When the rains gave way to high winds and one of the metal arches failed to stay upright, I considered whether to resurrect it. When I was told it would really need setting in concrete, I decided not to bother. For now it's in pieces propped against a fence while I decide whether it will make a horizontal climbing frame, or whether to put it out for the scrap man.
This is the third lesson from my garden. Decisions don't need to be instant; and once made they don't need to be fixed. I can change my mind about what works and what doesn't.

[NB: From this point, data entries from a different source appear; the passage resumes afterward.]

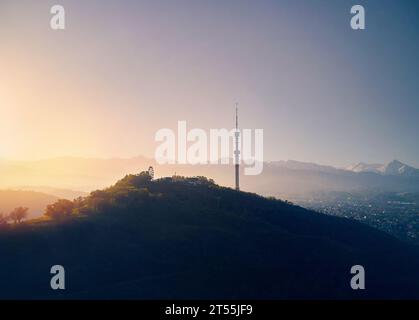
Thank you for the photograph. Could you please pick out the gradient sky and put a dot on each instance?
(124, 69)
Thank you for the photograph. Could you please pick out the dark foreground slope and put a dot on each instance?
(189, 238)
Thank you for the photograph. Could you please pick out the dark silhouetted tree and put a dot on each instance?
(61, 209)
(18, 214)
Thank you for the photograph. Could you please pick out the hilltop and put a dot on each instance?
(190, 238)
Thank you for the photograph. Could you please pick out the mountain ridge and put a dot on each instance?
(188, 238)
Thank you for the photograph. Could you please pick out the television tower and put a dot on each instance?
(237, 151)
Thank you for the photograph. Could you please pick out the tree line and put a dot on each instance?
(16, 216)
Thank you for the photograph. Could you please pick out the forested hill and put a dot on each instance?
(190, 238)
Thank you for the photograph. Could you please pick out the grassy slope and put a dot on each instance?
(180, 240)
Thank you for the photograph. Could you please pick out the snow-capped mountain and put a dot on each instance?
(366, 167)
(394, 168)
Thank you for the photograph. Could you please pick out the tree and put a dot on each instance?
(61, 209)
(18, 214)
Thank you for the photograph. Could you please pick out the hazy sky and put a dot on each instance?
(124, 69)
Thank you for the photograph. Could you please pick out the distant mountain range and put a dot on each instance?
(284, 179)
(35, 201)
(188, 238)
(394, 168)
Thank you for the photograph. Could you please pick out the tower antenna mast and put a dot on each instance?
(237, 151)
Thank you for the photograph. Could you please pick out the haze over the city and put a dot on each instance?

This afternoon I sat on the deck that forms part of my rear plot. It gives me a view of the Zen garden and the wildlife garden and forms the link from one to the other. My first lazy Sunday afternoon looking at what needs to be done, and noting it, without feeling the need to immediately get up and do something about it. None of what needs doing is urgent. It will wait a while. It occurred to me that a great deal of what we stress about and rush at, if we really took a step back and looked at it, could probably wait a while, with no harm done. Of course things cannot wait forever, there is a time in which they must be tackled or…like the garden they will run away from us and overwhelm our plot…but there is a space of time between that and the need to do everything right now, this minute, at full pelt.
There is a space of time in which we can sit and look at the overall picture and wonder about the options, try out in our minds the possibilities. We can make a decision and then give ourselves permission to unmake it and do something else instead. The garden will go on growing in the meantime, becoming its own self and maybe changing out mind about whether what we thought needed to be done, really does.
And so that is the fourth lesson – my final one for today – that noting what needs to be done is a good thing and doing it is a better one, but there is often no added value achieved in the rushing from one to the other. It is perfectly permissible to take your time, and that in doing so, your time may be more enjoyable, and who knows, you might also get a better outcome.